Pada awal bulan Agustus 1831 Lintau berhasil ditaklukkan, menjadikan Luhak Tanah Datar berada dalam kendali Belanda. Namun Tuanku Lintau masih tetap melakukan perlawanan dari kawasan Luhak Limo Puluah. Sementara ketika Letnan Kolonel Elout melakukan berbagai serangan terhadap Kaum Padri antara tahun 1831–1832, ia memperoleh tambahan kekuatan dari pasukan Sentot Prawirodirdjo, salah seorang panglima pasukan Pangeran Diponegoro
yang telah membelot dan berdinas pada Pemerintah Hindia-Belanda setelah
usai perang di Jawa.

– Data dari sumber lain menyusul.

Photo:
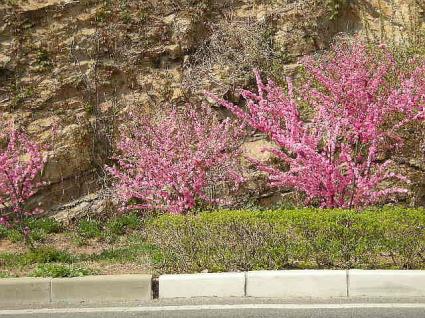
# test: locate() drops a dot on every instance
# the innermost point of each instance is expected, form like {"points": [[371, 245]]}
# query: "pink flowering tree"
{"points": [[21, 162], [358, 102], [169, 164]]}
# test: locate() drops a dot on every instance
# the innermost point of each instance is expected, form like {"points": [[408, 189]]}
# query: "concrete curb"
{"points": [[89, 289], [285, 284], [386, 283], [297, 283], [22, 291], [290, 284], [202, 285]]}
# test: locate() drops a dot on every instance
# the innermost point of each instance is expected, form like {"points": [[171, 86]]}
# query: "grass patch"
{"points": [[60, 270], [89, 229]]}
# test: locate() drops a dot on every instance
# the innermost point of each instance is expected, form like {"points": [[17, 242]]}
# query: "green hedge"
{"points": [[305, 238]]}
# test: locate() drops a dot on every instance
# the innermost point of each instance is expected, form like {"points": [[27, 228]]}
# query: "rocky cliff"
{"points": [[68, 68]]}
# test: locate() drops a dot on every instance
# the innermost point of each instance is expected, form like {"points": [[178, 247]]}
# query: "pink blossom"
{"points": [[20, 164], [333, 157], [169, 164]]}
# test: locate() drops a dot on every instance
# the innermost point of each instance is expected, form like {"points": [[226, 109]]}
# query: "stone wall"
{"points": [[69, 68]]}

Namun kemudian Letnan Kolonel Elout berpendapat,
kehadiran Sentot yang ditempatkan di Lintau justru menimbulkan masalah
baru. Beberapa dokumen-dokumen resmi Belanda membuktikan kesalahan
Sentot yang telah melakukan persekongkolan dengan Kaum Padri sehingga
kemudian Sentot dan legiunnya dikembalikan ke Pulau Jawa. Di Jawa,
Sentot juga tidak berhasil menghilangkan kecurigaan Belanda terhadap
dirinya, dan Belanda pun juga tidak ingin ia tetap berada di Jawa dan
mengirimnya kembali ke Sumatera. Namun di tengah perjalanan, Sentot
diturunkan dan ditahan di Bengkulu,
lalu ditinggal sampai mati sebagai orang buangan. Sedangkan pasukannya
dibubarkan kemudian direkrut kembali menjadi tentara Belanda.

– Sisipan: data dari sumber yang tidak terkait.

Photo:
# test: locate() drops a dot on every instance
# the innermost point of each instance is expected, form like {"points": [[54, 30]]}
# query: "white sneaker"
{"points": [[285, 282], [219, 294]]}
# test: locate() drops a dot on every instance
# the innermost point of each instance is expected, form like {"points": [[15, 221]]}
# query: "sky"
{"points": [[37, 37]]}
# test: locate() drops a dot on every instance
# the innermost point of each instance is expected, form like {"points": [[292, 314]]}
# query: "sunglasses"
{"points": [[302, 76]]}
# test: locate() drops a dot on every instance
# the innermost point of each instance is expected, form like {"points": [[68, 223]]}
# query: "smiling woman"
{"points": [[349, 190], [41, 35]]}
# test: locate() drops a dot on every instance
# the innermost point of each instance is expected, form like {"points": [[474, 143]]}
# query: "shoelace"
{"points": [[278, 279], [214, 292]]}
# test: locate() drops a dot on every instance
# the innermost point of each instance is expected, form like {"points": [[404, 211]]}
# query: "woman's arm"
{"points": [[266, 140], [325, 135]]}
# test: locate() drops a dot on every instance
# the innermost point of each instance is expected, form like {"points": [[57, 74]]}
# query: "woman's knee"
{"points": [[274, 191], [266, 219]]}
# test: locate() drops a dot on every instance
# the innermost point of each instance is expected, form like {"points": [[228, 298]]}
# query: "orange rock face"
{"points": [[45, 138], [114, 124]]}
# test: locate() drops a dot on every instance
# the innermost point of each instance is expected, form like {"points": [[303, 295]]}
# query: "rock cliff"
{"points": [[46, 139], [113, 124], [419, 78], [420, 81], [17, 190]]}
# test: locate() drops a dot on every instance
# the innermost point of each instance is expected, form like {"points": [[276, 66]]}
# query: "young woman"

Pada bulan Juli 1832, dari Jakarta dikirim pasukan infantri dalam jumlah besar di bawah pimpinan Letnan Kolonel Ferdinand P. Vermeulen Krieger,
untuk mempercepat penyelesaian peperangan. Dengan tambahan pasukan
tersebut pada bulan Oktober 1832, Luhak Limo Puluah telah berada dalam
kekuasaan Belanda bersamaan dengan meninggalnya Tuanku Lintau.[17] Kemudian Kaum Padri terus melakukan konsolidasi dan berkubu di Kamang,
namun seluruh kekuatan Kaum Padri di Luhak Agam juga dapat ditaklukkan
Belanda setelah jatuhnya Kamang pada akhir tahun 1832, sehingga kembali
Kaum Padri terpaksa mundur dari kawasan luhak dan bertahan di Bonjol.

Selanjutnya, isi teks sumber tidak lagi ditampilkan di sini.